Google plans to kill off its auto-insurance comparison tool, according to industry sources
Joshua Dziabiak, COO of a rival car insurance comparison marketplace called The Zebra, says that his company been getting tips from various industry sources today that Google Compare Auto Insurance will be shutting down in the US and the UK (where it's been available since 2012).
"A lot of people aren't super surprised," Dziabiak says. "Some of us kind of saw it coming."
The goal of the service, according to Google, was to help users compare car insurance offerings as quickly and seamlessly as possible. The company had partnered with a mix of national and local car insurance providers and would take a cut when someone bought insurance online or by phone, based on a "flexible cost-per-acquisition model."

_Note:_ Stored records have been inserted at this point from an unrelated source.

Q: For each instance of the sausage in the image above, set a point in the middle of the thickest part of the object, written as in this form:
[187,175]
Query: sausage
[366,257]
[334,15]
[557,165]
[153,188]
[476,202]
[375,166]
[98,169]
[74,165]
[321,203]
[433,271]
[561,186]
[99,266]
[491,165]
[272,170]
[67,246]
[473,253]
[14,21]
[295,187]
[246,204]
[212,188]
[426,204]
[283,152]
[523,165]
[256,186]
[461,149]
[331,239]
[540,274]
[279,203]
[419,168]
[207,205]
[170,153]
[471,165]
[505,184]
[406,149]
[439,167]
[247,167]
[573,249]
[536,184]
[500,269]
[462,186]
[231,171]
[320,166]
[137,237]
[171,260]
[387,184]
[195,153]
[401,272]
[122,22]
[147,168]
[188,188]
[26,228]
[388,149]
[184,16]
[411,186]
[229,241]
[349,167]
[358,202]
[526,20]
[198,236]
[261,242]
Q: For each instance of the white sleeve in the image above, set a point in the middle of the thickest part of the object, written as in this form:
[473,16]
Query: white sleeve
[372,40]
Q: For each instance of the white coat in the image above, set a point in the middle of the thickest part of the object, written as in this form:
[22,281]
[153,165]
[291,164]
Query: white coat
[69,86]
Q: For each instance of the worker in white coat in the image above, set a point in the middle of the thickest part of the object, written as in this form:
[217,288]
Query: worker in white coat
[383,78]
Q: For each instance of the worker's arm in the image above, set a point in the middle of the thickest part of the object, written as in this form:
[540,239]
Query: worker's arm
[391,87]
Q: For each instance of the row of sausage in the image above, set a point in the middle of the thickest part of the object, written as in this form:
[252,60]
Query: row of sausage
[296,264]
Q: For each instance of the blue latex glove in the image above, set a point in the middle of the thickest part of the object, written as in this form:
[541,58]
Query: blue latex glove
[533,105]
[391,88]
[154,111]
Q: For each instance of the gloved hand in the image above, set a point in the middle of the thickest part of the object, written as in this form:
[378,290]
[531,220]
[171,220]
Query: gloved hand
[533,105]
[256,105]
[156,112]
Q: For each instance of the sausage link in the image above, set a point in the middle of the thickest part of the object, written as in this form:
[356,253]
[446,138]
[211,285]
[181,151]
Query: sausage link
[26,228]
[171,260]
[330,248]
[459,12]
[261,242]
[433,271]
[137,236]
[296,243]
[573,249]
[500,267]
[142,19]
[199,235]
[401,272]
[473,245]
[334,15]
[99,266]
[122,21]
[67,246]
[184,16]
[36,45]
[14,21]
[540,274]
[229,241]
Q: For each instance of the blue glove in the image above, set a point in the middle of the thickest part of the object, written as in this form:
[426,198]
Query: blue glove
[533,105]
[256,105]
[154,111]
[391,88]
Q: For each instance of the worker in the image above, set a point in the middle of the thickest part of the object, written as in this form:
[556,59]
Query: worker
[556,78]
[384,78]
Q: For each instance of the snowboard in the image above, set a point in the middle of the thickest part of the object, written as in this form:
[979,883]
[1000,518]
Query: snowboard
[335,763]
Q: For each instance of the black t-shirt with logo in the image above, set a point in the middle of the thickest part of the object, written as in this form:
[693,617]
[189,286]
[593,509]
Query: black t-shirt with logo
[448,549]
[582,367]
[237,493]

But Dziabiak says that he doesn't think Google's tool did enough to educate consumers about the complexities of the financial service beyond its price quotes.
He says that some car insurance carriers had been very hesitant to participate with Google's tool for that reason.
The move would represent a setback to Google's efforts to expand its money-making services beyond its stronghold of online search and display ads.
(Dziabiak points out that insurance ads have some of the highest cost-per-click amounts - meaning, Google makes more money from them - so he speculates that perhaps the company was seeing some cannibalization through Compare, since it would appear above those ads.)
Alongside the car insurance comparison engine, Google also has a service to compare credit cards, and was reportedly mulling a mortgage calculator tool and a home services comparison tool as well. Dziabiak hadn't heard anything about the continuation of either of those services.
It's possible that Google may attempt to refine the tool and to resurrect it at some point down the road.
Google declined to comment on this report.